Whenever I give a public talk on space exploration, or speak with someone casually, such as on an airplane or on a bus, I am often asked why NASA isn't doing more: “Why don't we have bases on the Moon? Why aren't there astronauts on Mars, and why didn't New Horizons go into orbit around Pluto or send back a sample?” My answer is invariably, “we would like to do all those things, if only NASA had the funds. We can think of all sorts of marvelous missions, but our budget is so constrained. We are limited to just a few high-priority projects.”
In the past we were able to do so much more, but as NASA's funding dwindled from 4.5% of the national budget during the peak years of the Apollo lunar program, to less than 0.5% today, we are confined to a bare-bones portfolio of exploration. The dreams of my childhood, and of so many others, have been diminished as the budget for scientific work in general has declined. It is not only NASA. IBM also used to have an outstanding group of researchers, and of course there was Bell Laboratories, which spawned so many Nobel Prizes, including the work of Arno Penzias and Robert Wilson with their discovery in 1964 of the remnant thermal radiation from the Big Bang, the Universe's moment of creation almost 14 billion years ago. Less commonly someone will say “Why spend all that money out in space?” I will respond: “None of the money is spent in space. It is all spent here on Earth providing good jobs that cannot be outsourced or eliminated.”

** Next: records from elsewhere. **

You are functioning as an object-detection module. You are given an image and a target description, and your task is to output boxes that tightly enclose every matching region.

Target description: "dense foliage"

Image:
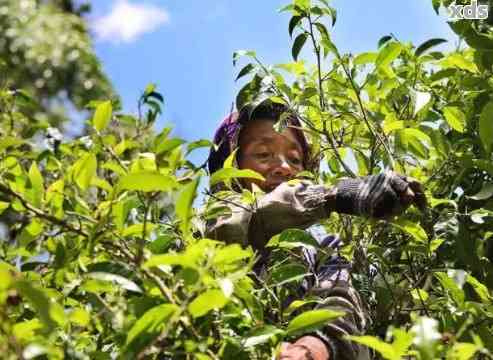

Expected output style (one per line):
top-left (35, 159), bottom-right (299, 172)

top-left (0, 0), bottom-right (493, 359)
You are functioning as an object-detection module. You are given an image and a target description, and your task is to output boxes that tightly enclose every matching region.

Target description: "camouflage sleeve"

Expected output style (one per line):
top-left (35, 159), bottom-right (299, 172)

top-left (206, 181), bottom-right (335, 248)
top-left (310, 269), bottom-right (370, 360)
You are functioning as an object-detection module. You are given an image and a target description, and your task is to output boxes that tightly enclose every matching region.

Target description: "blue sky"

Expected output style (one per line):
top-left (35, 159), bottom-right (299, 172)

top-left (89, 0), bottom-right (456, 160)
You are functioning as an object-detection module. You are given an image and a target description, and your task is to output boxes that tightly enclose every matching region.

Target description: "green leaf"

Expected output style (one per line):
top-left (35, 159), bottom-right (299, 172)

top-left (468, 184), bottom-right (493, 200)
top-left (124, 304), bottom-right (178, 357)
top-left (28, 162), bottom-right (44, 208)
top-left (447, 343), bottom-right (481, 360)
top-left (479, 101), bottom-right (493, 154)
top-left (188, 289), bottom-right (228, 318)
top-left (213, 244), bottom-right (253, 265)
top-left (375, 41), bottom-right (402, 68)
top-left (243, 325), bottom-right (284, 348)
top-left (347, 335), bottom-right (401, 360)
top-left (271, 263), bottom-right (310, 286)
top-left (439, 53), bottom-right (478, 73)
top-left (70, 308), bottom-right (91, 327)
top-left (286, 309), bottom-right (344, 336)
top-left (466, 275), bottom-right (491, 304)
top-left (378, 35), bottom-right (392, 48)
top-left (443, 106), bottom-right (466, 133)
top-left (117, 171), bottom-right (176, 192)
top-left (235, 63), bottom-right (255, 81)
top-left (144, 253), bottom-right (198, 269)
top-left (392, 219), bottom-right (428, 243)
top-left (291, 33), bottom-right (308, 61)
top-left (87, 271), bottom-right (142, 293)
top-left (266, 229), bottom-right (319, 249)
top-left (210, 168), bottom-right (265, 186)
top-left (73, 153), bottom-right (98, 190)
top-left (353, 52), bottom-right (377, 65)
top-left (175, 178), bottom-right (200, 234)
top-left (414, 39), bottom-right (447, 56)
top-left (288, 16), bottom-right (303, 37)
top-left (15, 280), bottom-right (63, 331)
top-left (156, 138), bottom-right (186, 155)
top-left (0, 201), bottom-right (10, 215)
top-left (435, 273), bottom-right (465, 305)
top-left (92, 101), bottom-right (113, 131)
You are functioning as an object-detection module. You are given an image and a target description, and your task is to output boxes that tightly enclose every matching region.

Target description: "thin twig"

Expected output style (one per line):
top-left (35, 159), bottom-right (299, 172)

New Horizons will continue on to the smallish Kuiper Belt Object 2014 MU69, Juno started exploring the interior of Jupiter in mid-2016, the Mars Atmosphere and Volatile EvolutioN Mission (MAVEN) is orbiting Mars to understand how it lost its atmosphere, and the InSight Lander will explore the interior of Mars with seismometers and heat-flow detectors. Mars 2020 will follow on the heels of the Mars Curiosity Lander to explore possible habitable environments on Mars and to search for life. But it will only cache a collection of samples for later return because we don't have the funds – or the technological resources – to return this valuable cargo in the near future.